When I think about it it’s no surprise that I feel a little lost right now. Since about the middle of February life has been frenetic. Not only have I had to contend with the illness and death of my mother, but I also moved home n that time, putting my stuff in storage and living as a visitor in my mum’s home. I’ve not even thought about work really since I had a wasted meeting with a tyre-kicker in early Feb, though I actually managed a week of work when it turned up on my doorstep. Bottom line is that it’s been a long time since then there’s been any semblance of normal life, and it still seems distant.
Suddenly everything has come to a stop. The music finished and I was left standing. I’m here in my mum’s house with a bag of clothes, a laptop, and my coffee machine – and a bunch of books. Everything that is mine is in a small locked room in the western suburbs. I’m in different suburb, pleasant enough, but quiet, full of old people living in up-market retirement villages who drive their Mercedes like old people do – hesitantly, haltingly and slowly – and shuffle around the local drag looking for something to do. I feel like Tarzan around here.
There is no local bars or pubs or cafes to pop into as normally I do. There is no tram to take me to the city, and even the station is a car ride away. It’s a nice house, but it’s not mine. I feel foreign in it, and at a loose end. What is there to do?
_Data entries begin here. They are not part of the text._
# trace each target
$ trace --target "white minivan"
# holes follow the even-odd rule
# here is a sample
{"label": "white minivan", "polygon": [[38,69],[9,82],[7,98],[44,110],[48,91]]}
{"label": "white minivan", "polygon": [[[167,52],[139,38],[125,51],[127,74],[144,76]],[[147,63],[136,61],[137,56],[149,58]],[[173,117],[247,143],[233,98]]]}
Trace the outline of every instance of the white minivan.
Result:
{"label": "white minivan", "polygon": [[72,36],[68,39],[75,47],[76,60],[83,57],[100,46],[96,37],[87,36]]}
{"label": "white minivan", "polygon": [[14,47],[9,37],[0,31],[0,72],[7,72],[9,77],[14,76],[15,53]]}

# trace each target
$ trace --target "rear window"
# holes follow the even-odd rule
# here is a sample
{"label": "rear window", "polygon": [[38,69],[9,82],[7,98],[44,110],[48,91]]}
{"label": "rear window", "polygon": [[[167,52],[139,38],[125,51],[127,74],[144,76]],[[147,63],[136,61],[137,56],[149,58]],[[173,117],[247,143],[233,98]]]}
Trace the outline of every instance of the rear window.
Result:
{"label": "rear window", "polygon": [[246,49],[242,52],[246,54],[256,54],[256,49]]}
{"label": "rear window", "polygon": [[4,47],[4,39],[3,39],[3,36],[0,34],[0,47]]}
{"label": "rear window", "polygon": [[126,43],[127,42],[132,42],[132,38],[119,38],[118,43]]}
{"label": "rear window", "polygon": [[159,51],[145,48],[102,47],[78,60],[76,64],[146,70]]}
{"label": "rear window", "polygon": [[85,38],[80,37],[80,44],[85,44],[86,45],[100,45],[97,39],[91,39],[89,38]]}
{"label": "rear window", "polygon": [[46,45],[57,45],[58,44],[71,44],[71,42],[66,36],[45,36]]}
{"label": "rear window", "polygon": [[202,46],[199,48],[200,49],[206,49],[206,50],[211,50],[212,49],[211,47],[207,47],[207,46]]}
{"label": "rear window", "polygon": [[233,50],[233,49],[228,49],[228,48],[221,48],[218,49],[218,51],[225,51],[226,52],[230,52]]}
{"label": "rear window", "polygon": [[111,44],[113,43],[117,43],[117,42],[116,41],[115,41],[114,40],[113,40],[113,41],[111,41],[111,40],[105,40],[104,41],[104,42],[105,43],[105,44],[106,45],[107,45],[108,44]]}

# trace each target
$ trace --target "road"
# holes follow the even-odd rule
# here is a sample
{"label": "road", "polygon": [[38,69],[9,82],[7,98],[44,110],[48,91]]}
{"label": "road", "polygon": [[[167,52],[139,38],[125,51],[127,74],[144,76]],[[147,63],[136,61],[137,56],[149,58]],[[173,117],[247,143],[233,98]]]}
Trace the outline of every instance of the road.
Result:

The disassociation from house and suburb is emblematic of the larger situation. I am adrift. I don’t have a home, I don’t have a job, my mum has died. In theory I am a free agent, more so than in many years. In reality there is still much I need to attend to in the wake of mum’s passing, and possibly some uncomfortable wrangling. I’d love to move on quickly, but that is unlikely. For a while yet it’s unlikely I’ll make it beyond second gear.
The day will come though. What then? I have a lot of thinking to do. I need to re-assess where I’m at, what I want, even who I am. I’m lucky I have that opportunity I guess. Though it’s probably unlikely, there is the possibility that I could end up living and working abroad, if only for a little while. That would be easier without Rigby, but he’s a non-negotiable – he goes where I do.
In some sense where I end up is secondary to what I do. I need to find myself again. I know, it’s one of those phrases I wrinkle my nose at to. It’s true though. There was a moment yesterday when I realised that something had slipped by me, or from me, in these last few months. I was catching up on a weekend paper and read an article sprinkled with literary allusions I both understood and enjoyed. It felt like a piece of my heartland that world, yet it has been left far behind in the messy rush of recent days. I don’t even have my books about me anymore – 23 boxes of them are in storage.
I don’t mean this to explain what I don’t have, but an example. What are those things I’ve left behind or disregarded? What have I forgotten, or thought once was too hard and set aside? What have you? What will make happy; what is the life that matches the man that I am?
It’s going to be a while until I get that happening even if I am able to identify all this. I need a home first and foremost, abroad maybe, but more likely here. It needs to be my space, preferably with my books about me, my kitchen, maybe even the vegie garden that gives so much pleasure. I want that comfort and cosiness – you miss it when it’s gone. And I want to find my way.
I was due to fly into KL a couple of weeks ago, but had to abort because of mum. That’s back on the agenda, though it will be a different trip now that she’s gone. Still I feel it is a necessary part of my onward journey, if only to be doing something. I’ll meet there with friends and alluring strangers, and I’ll sit down in that distant place with a different sky and foreign culture and try and work out all of these things. For the first time in my life I think happiness and contentment seem like worthwhile goals. The trick is how to attain them.